Army may delay beret change after ordering glitch
WASHINGTON (CNN) -- The Army says it will not change its plans to issue all soldiers black berets, but it might have to delay the implementation.
Army troops were supposed to begin wearing the new black berets on June 14, but that is under review because more than 2 million berets were set to be manufactured in China and other countries, said Gen. Eric Shinseki, the Army Chief of Staff.
Federal law requires the berets to be made in the United States.
Seeking to defuse the battle of the beret, Shinseki on Friday said the elite Rangers unit will be switching colors, trading in their traditional black berets for tan ones.
The move came after Rangers were outraged by last October's decision that most Army units will begin wearing black berets. The elite Rangers have worn black berets for decades.
At a Pentagon news conference, Shinseki defended his decision for Army troops to wear black berets, saying "change is difficult and this is symbolic in that aspect."
"These decisions are about our excellence as soldiers, our unity as a force, and our values as an institution," the general said. "The black beret remains the most relevant color for wear Army-wide today."
He said he had anticipated backlash among Rangers when he made the announcement in October: "We expected there would be some push back."
What tan color represents
Shinseki said the 75th Ranger Regiment requested they wear a different colored beret to set them apart and the Army approved.
"Now, the Ranger tan beret will continue to symbolize that great regiment and its challenges for the 21st century," he said. "Whatever those challenges are, Rangers will continue to lead the way."
A statement from the 75th Ranger Regiment said the tan color is reminiscent of the numerous beach assaults in the European Theater and the jungle fighting in the Pacific Theater of World War II. It also represents the khaki uniforms worn by Rangers in the Korean and Vietnam wars.
Special Forces will continue to wear their distinctive green berets and Airborne Forces will retain their maroon berets, Shinseki said.
Maj. Marcus de Oliveira of Fort Benning, Georgia, told CNN that Rangers throughout the regiment were asked about the new color.
"Most of them were in favor of this change," he said.
China connection controversy
Meanwhile, an entirely new controversy has emerged over beret contracts.
The United States has contracted with seven companies to make 4.8 million berets at a cost of $29 million. But one of those companies, headquartered in Britain, would manufacture the berets in China.
That company is contracted to make 617,936 berets for $4 million, or roughly 13 percent of the entire U.S. contracts.
Shinseki said the contract is under review, but said, "We haven't canceled anything yet."
The contract also has come under scrutiny on Capitol Hill because a "Buy American" provision mandates such goods be manufactured in the United States.
Under the current contracts, the berets would be manufactured in the United States, Canada, Sri Lanka, India and Romania, in addition to China.
Rep. Lois Capps, D-California, sent a letter signed by 79 other House members demanding President Bush review the Defense contracts.
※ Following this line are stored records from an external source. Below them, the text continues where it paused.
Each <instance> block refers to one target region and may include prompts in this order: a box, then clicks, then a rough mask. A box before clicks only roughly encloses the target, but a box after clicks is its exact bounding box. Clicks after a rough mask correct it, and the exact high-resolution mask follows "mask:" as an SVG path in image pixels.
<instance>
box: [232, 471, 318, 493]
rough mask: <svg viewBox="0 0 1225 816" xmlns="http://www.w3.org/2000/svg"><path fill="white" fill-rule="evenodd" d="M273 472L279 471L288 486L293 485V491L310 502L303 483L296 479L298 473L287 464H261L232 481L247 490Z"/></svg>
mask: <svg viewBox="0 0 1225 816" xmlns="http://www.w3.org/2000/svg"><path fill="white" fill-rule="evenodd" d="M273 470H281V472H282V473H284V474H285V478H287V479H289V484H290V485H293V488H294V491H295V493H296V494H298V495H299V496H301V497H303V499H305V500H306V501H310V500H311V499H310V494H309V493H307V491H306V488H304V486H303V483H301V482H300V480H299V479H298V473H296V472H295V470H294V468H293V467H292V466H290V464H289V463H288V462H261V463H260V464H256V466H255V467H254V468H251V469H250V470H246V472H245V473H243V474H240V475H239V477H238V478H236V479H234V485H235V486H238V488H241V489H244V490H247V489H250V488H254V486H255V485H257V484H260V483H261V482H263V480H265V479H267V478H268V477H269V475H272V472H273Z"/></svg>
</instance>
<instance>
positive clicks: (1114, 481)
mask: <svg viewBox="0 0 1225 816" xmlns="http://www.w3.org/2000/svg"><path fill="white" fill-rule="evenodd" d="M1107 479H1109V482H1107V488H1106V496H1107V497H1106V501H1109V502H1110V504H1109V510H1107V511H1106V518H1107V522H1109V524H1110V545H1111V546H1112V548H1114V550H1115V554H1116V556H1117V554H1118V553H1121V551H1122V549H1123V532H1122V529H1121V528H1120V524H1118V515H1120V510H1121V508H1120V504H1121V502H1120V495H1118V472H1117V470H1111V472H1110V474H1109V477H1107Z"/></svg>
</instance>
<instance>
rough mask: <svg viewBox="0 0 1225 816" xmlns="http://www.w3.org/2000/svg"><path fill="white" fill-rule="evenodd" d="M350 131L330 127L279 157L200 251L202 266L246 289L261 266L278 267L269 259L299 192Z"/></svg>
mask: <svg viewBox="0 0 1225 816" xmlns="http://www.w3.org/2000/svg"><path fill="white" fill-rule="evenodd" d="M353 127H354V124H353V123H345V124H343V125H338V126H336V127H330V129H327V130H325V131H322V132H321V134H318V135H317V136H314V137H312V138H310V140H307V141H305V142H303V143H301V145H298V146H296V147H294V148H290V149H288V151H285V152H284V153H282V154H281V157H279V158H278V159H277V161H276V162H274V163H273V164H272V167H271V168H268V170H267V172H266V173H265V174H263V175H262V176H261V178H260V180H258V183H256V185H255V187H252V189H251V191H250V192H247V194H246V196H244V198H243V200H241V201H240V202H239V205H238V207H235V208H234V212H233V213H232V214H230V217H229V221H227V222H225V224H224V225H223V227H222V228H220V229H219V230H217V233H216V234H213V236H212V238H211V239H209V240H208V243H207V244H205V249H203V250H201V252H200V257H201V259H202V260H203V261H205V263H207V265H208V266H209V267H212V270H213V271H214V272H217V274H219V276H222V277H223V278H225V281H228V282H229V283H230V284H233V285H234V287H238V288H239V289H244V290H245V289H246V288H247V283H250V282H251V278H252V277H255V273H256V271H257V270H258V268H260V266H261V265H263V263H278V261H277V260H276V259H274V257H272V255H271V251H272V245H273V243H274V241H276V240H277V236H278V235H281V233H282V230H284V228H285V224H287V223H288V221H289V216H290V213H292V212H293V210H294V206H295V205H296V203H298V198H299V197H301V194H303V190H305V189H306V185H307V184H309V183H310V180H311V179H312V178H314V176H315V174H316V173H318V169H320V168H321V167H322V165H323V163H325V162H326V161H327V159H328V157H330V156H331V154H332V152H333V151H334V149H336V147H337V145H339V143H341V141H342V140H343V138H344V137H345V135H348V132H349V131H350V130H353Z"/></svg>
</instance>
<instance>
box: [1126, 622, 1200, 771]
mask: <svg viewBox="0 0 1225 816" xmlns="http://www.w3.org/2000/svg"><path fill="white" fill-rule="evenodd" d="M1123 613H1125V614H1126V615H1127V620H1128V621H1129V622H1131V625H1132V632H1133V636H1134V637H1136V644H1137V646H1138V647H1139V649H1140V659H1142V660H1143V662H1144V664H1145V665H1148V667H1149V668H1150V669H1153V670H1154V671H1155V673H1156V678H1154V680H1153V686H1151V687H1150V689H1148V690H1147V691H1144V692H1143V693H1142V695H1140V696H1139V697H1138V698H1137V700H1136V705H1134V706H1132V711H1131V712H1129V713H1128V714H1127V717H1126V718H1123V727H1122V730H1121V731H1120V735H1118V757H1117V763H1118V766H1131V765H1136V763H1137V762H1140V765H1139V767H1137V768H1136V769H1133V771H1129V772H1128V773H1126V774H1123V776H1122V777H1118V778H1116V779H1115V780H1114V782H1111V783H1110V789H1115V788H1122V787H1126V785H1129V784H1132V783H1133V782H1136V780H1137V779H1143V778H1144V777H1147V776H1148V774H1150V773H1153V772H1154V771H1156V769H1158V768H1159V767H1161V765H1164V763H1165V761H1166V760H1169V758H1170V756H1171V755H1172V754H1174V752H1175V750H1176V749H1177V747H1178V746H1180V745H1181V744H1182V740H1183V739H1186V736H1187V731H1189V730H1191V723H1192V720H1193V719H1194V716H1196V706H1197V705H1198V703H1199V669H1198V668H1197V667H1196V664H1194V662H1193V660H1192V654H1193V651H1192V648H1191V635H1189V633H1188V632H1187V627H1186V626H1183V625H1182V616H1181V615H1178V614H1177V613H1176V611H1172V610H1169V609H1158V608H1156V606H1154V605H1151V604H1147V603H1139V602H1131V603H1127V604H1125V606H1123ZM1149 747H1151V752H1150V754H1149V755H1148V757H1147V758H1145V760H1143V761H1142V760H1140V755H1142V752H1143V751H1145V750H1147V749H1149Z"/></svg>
"In its decision to purchase berets from foreign suppliers, the Defense Logistics Agency waived the Berry Amendment, the federal law which requires the Pentagon to buy clothing made in U.S. factories of 100 percent American components," wrote Capps. "We respectfully request that you immediately reconsider the Army's contract."
The black beret will replace the current fold-up "overseas" cap, the saucer-like "service" hat and the brimmed baseball-style cap.